Preocupa la evolución de la tarta de boda
Soy fan absoluto de Iniesta como jugador, como persona y como gusiluz, pero su tarta nupcial me parece una muestra más de la decadencia pastelera e intelectual de Occidente
Hoy voy a tratar un tema de lo más sobado: la boda de Andrés Iniesta. Ya se ha dicho todo sobre ella. Los medios hemos sometido al habitual sobreanálisis a los invitados, los modelos, el marco incomparable, Piqué sin Shakira, Iker con Sara… Ahora bien, hay un detalle sobre el que invito a la reflexión: la tarta.
Para los que no vieron la fotografía colgada por el propio Iniesta en Twitter, describiré el pastel como un búnker formado por cuatro bloques redondos finamente ornamentados, de cuya parte superior manaba un proceloso río de rosas blancas y rosas moldeadas en riguroso fondant. Para muchos, una monada; para mí, una muestra más de la decadencia pastelera e intelectual de Occidente.

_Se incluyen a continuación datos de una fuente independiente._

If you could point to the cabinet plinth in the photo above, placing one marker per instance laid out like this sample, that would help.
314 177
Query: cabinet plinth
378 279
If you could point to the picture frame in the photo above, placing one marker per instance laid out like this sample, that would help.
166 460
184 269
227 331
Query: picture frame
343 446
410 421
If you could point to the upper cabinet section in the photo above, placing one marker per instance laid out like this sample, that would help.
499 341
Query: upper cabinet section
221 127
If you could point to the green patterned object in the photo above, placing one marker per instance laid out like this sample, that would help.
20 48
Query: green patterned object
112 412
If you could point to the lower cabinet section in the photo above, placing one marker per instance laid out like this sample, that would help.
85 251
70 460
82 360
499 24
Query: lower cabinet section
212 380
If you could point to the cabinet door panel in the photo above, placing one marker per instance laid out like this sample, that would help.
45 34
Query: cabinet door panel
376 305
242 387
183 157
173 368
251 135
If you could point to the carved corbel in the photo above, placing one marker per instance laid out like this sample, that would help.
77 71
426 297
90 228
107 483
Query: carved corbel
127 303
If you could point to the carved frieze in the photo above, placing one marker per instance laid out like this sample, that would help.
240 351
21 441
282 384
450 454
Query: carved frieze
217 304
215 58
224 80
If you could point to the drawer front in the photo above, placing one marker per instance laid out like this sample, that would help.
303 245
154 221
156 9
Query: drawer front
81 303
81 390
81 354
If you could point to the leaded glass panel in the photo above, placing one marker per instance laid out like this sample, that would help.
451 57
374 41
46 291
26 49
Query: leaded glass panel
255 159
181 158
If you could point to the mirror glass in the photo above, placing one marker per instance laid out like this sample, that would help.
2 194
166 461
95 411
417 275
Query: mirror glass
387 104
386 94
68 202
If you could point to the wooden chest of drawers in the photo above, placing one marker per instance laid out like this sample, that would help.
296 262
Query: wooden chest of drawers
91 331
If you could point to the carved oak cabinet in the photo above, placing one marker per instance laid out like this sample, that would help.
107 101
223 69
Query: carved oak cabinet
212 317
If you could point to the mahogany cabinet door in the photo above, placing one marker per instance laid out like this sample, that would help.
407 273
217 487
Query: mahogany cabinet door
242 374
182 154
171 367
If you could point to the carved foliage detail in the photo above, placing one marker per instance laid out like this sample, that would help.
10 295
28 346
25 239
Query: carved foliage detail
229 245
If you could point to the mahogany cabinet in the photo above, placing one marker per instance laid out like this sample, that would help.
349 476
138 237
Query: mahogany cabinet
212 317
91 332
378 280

Hasta me pareció tierno el detalle de que la novia entrara en la ceremonia con una canción capaz de transformarme en asesino en potencia, la de El guardaespaldas de Whitney Houston. Pero alzo la voz ante la tarta
Antes de seguir despotricando, aclaro que soy fan absoluto de Iniesta como jugador, como persona y como gusiluz, y que me encantó que se casara por lo civil habiendo tanta gente que se presta al pesadísimo paripé de la Iglesia por pura convención social. Incluso me pareció tierno el detalle de que la novia entrara en la ceremonia con una canción capaz de transformarme en asesino en potencia, la de El guardaespaldas de Whitney Houston.
También declaro mi admiración por los autores materiales del tartón, la pastelería Farga de Barcelona, cuyo difunto fundador era amigo personal del futbolista. Mato por su chocolate, sus brioches, sus canapés a precio de uranio y, sobre todo, por el ambiente como de señora mayor burguesa de su cafetería, que me retrotrae a la infancia de forma sumamente placentera.
Sin embargo, alzo la voz ante la tarta. No voy a reivindicar los espantosos pasteles del pasado, con su bizcochazo recubierto de toneladas de nata y las figuras de los novios coronando (aunque, como se dijo en las redes sociales, usar a Messi como muñequito habría sido un punto). Pero esta transición repentina a la repostería anglosajona más repollo, que toda España parece aplaudir con entusiasmo, me tiene encendido. Como estatuas para poner en el salón serán preciosas, ¿pero cuál es el atractivo gastronómico de semejantes bloques de masa hiperglucémica? A mí la perspectiva de chutarme 200 gramos de azúcar en una ración de tarta no me resulta muy atractiva, la verdad. Con enorme sensatez, Iniesta y Farga dejaron la cascada de rosas como mero motivo decorativo-promocional y sirvieron otra cosa de postre. La “sinfonía nupcial de milhojas de nata con delicia crujiente de praliné de chocolate” ponía toda la cursilería en el nombre, que al menos no se come.